Conservative Janet Finch-Saunders, who chairs the Senedd's Petitions Committee, told Wednesday's debate it was "vital that the licensing process is conducted in an open and transparent way".
"That is the only way that you can reassure people that the sediment will only be disposed of if it is safe to do so," she said.
"Most importantly, it is crucial that detailed testing and analysis is done on this sediment. That is the only way to be sure that it is safe to be deposited back into the Bristol Channel."
Plaid Cymru North Wales Member of the Senedd (MS) Llyr Gruffydd said the "precautionary principle has to apply here".

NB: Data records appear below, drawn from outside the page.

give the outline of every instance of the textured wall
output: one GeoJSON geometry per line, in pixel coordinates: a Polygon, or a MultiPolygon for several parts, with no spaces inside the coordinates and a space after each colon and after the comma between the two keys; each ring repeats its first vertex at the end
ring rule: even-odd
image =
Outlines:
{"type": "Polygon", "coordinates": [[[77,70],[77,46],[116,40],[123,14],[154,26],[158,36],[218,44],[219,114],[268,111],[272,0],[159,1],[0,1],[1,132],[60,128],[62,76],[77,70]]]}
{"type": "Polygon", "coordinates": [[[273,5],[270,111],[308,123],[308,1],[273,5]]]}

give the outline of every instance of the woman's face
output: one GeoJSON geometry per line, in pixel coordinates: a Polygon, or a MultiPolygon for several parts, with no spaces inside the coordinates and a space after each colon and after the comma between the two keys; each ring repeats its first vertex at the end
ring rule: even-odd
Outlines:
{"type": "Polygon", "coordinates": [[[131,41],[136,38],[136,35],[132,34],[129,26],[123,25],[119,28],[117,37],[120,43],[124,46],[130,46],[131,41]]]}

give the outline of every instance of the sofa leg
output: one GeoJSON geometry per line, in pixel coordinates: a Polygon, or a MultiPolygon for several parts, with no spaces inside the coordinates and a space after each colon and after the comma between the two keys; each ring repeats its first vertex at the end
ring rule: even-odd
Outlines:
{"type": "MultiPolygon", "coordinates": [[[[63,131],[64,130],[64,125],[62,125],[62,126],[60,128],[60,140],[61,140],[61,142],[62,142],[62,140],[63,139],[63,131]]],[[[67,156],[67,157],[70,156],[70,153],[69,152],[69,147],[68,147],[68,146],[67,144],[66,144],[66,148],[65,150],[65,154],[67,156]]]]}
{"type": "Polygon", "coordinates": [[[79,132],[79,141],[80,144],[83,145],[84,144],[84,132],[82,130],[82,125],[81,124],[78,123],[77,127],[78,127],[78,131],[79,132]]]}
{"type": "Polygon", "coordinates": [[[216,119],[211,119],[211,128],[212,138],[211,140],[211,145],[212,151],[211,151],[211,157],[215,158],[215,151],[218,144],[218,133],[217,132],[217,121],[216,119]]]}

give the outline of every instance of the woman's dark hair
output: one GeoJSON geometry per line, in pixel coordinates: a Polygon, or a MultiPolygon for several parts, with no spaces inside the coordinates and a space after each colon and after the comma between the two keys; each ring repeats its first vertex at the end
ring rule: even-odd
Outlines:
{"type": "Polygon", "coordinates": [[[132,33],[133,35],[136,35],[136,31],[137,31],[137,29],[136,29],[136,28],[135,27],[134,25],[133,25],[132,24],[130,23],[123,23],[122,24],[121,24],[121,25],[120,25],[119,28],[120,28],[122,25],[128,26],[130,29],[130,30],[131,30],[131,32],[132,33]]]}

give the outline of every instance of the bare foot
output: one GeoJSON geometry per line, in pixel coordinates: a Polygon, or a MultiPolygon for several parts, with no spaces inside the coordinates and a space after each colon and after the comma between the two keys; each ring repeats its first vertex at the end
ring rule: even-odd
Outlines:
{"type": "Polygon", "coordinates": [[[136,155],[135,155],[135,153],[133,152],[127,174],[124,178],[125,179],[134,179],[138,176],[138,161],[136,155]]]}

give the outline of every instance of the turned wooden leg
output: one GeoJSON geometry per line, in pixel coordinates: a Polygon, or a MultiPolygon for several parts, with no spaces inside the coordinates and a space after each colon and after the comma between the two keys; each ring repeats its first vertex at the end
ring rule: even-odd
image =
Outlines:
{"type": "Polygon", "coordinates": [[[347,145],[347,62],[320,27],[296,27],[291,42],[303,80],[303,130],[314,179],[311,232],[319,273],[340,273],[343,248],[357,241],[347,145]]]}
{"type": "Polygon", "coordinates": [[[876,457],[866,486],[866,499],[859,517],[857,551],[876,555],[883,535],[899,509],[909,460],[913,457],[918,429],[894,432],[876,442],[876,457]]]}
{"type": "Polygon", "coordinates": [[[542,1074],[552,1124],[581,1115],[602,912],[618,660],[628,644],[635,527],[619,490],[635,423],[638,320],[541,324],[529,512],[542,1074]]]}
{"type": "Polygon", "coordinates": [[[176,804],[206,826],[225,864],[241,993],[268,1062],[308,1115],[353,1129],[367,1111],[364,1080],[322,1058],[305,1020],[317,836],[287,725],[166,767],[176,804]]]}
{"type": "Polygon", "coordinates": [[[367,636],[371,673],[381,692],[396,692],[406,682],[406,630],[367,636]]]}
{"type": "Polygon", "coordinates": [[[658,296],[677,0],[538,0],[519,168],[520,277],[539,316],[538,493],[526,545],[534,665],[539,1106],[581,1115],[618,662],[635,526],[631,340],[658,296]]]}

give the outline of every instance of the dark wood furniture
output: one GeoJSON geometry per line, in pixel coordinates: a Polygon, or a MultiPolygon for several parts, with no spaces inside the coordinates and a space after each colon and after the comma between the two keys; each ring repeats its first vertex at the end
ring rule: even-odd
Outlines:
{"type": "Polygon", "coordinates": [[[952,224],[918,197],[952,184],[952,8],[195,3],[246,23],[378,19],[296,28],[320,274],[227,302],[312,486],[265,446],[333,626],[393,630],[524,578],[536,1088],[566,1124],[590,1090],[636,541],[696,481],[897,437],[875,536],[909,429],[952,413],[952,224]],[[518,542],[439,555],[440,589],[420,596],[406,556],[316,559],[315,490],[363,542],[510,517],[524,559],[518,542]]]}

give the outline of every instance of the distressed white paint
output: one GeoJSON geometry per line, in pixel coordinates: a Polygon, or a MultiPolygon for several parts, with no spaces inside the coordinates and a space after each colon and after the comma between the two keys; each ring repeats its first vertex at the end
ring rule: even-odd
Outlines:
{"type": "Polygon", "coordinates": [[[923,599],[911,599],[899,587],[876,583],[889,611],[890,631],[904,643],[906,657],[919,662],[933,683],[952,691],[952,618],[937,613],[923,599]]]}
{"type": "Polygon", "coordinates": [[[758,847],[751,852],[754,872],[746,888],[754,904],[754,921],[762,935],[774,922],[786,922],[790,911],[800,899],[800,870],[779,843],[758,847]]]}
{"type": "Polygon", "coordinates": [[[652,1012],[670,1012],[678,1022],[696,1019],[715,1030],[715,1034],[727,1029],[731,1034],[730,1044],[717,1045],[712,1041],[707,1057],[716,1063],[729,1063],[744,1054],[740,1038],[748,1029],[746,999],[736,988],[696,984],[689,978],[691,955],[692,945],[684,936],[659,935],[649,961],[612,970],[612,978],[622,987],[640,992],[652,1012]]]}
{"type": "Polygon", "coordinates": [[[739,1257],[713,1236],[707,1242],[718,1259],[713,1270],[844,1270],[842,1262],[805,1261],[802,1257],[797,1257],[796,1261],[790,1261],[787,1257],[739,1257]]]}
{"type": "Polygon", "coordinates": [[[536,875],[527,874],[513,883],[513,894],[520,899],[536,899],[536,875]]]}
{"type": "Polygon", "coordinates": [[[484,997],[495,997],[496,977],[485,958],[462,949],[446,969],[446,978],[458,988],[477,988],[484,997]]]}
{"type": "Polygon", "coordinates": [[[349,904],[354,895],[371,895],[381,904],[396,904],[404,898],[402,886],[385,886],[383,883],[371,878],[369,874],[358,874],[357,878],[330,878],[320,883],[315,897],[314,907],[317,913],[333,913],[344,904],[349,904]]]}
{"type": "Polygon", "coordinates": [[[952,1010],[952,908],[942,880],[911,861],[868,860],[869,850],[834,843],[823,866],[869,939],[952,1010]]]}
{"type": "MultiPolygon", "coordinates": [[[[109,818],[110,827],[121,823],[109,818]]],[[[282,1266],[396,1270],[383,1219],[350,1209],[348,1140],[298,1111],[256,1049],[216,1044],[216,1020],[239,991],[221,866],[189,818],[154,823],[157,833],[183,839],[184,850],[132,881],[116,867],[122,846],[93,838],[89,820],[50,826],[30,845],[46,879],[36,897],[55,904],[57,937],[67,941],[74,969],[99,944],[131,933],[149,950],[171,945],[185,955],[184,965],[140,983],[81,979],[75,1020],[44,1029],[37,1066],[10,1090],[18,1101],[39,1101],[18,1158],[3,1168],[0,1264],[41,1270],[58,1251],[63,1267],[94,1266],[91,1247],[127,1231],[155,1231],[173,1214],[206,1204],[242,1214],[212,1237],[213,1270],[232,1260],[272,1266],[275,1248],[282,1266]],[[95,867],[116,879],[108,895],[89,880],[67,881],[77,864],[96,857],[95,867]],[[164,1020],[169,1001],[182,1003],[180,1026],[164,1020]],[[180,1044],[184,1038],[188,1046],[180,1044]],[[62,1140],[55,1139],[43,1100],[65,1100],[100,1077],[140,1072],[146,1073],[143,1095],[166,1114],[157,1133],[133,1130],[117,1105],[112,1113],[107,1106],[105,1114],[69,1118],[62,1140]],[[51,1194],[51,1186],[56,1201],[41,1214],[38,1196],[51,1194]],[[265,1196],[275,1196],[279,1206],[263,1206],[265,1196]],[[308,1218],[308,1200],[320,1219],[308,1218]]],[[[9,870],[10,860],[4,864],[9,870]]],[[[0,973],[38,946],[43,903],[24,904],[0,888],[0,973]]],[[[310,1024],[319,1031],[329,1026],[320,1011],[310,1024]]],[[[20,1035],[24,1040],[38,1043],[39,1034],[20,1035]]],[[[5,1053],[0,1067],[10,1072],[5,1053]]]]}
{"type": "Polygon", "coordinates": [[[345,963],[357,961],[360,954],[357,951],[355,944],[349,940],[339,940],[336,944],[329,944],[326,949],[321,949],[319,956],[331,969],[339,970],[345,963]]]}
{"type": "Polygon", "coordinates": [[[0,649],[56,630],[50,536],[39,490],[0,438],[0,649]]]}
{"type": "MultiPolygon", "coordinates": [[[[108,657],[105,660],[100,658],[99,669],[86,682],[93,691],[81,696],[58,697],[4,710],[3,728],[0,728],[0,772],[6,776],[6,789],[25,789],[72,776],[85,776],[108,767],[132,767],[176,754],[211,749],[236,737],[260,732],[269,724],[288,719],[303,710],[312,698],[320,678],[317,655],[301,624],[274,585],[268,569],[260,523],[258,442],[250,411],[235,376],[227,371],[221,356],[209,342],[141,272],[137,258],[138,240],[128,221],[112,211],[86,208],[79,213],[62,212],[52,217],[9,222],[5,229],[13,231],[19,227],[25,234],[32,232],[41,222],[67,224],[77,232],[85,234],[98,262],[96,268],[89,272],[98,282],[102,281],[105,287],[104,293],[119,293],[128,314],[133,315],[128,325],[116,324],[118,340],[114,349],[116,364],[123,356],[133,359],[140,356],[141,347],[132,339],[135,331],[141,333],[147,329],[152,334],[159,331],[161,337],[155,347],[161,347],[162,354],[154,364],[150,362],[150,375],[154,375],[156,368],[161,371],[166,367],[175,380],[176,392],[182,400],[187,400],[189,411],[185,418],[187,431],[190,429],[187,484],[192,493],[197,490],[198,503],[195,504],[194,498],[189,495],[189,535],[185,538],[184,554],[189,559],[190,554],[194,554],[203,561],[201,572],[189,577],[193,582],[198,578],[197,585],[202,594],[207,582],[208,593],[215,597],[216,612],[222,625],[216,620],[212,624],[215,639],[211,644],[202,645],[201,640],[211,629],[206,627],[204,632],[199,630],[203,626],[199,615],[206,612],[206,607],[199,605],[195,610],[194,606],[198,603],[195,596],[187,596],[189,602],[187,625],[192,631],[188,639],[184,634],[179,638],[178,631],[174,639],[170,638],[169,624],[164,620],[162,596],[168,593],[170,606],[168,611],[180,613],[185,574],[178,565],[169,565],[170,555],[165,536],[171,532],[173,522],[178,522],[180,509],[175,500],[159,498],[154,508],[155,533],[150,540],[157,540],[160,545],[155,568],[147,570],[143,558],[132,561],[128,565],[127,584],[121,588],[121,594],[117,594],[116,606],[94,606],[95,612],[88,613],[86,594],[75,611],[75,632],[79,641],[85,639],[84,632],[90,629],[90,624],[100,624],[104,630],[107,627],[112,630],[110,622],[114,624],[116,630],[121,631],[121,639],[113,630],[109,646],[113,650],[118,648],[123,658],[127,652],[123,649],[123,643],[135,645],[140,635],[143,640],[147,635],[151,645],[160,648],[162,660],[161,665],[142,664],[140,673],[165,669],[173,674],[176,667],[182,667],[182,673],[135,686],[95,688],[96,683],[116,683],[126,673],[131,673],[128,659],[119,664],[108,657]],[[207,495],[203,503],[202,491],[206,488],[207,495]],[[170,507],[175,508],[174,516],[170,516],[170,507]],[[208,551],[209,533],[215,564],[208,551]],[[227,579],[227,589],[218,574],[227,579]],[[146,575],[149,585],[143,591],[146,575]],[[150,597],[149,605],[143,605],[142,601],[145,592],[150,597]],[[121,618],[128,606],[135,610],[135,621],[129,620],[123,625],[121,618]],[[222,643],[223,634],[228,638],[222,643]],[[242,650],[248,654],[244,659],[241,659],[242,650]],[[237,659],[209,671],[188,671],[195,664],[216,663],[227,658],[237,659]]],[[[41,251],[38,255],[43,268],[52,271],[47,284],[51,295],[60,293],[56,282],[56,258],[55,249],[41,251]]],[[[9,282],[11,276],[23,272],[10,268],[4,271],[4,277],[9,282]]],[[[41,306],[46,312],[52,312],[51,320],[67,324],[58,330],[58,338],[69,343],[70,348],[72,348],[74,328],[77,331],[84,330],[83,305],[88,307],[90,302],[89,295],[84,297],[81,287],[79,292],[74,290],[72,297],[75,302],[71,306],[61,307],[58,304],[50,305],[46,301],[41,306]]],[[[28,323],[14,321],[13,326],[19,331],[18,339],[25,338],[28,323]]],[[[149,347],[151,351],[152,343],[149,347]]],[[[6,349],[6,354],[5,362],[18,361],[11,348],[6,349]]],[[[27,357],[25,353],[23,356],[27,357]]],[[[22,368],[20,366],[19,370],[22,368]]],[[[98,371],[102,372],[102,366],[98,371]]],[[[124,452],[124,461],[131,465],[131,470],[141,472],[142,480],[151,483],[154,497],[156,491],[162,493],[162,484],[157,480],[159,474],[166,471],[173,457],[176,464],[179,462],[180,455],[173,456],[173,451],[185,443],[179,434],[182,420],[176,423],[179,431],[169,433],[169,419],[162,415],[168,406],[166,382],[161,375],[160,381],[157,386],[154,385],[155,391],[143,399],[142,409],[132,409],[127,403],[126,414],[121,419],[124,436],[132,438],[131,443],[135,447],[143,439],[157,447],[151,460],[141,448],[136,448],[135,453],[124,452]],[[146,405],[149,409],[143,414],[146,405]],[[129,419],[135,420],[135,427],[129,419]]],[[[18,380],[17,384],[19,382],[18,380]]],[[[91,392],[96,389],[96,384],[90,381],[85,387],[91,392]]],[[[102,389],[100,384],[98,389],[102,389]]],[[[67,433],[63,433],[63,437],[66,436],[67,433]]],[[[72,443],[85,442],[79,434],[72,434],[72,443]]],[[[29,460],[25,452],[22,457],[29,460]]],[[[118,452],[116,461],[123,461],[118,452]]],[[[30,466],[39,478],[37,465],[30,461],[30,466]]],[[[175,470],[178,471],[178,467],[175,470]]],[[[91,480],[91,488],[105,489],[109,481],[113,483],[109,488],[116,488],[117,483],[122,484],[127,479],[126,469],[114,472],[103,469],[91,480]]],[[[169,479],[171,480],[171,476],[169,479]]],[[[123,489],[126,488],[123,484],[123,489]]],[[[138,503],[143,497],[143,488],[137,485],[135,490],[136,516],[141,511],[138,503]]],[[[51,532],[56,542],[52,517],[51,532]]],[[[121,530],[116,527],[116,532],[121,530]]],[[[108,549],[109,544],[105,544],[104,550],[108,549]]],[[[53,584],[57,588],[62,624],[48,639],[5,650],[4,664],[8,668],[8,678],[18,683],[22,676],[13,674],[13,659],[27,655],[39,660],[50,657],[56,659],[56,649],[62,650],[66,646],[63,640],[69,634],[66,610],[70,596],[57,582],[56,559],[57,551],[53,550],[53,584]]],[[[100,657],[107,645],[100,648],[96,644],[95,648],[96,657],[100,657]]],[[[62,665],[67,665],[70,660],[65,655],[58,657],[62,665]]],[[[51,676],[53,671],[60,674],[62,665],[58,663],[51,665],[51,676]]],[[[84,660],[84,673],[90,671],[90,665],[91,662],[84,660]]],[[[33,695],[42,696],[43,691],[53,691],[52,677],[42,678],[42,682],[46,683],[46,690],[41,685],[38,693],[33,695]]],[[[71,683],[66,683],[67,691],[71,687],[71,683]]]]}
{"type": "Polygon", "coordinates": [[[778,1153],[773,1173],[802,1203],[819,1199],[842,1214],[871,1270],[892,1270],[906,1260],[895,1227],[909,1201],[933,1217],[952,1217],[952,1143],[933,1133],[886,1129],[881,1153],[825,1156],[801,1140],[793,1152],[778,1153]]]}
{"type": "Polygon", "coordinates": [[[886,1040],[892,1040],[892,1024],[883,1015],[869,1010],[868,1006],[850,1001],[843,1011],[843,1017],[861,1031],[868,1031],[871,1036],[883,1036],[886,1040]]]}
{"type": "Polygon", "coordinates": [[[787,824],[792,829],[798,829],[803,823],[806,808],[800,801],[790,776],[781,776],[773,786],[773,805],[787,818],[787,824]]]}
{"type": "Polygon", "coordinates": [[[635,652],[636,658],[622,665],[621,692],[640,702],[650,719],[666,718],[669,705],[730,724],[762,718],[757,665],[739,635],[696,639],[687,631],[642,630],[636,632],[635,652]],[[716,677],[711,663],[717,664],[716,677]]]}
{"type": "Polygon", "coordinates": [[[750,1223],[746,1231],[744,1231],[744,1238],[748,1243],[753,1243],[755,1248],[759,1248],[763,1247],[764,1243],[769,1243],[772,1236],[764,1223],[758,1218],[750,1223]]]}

"The onus here has to be on EDF and on Natural Resources Wales to prove that the mud dumping is safe beyond doubt, and not just leave it to campaigners to try and prove that it isn't.
"And any failure in that respect should mean no dumping."
South Wales Central Conservative Andrew RT Davies said the "developer's feet" should be "held to the fire" and all concerns should be addressed so that "we can have confidence that the second that would be undertaken is safe".
Labour Cardiff Central MS Jenny Rathbone said: "We need to look at the evidence, and rely on the scientists who understand what is harmful and what is not, and ensure we are only disposing of material that doesn't pose any danger to the health of our citizens."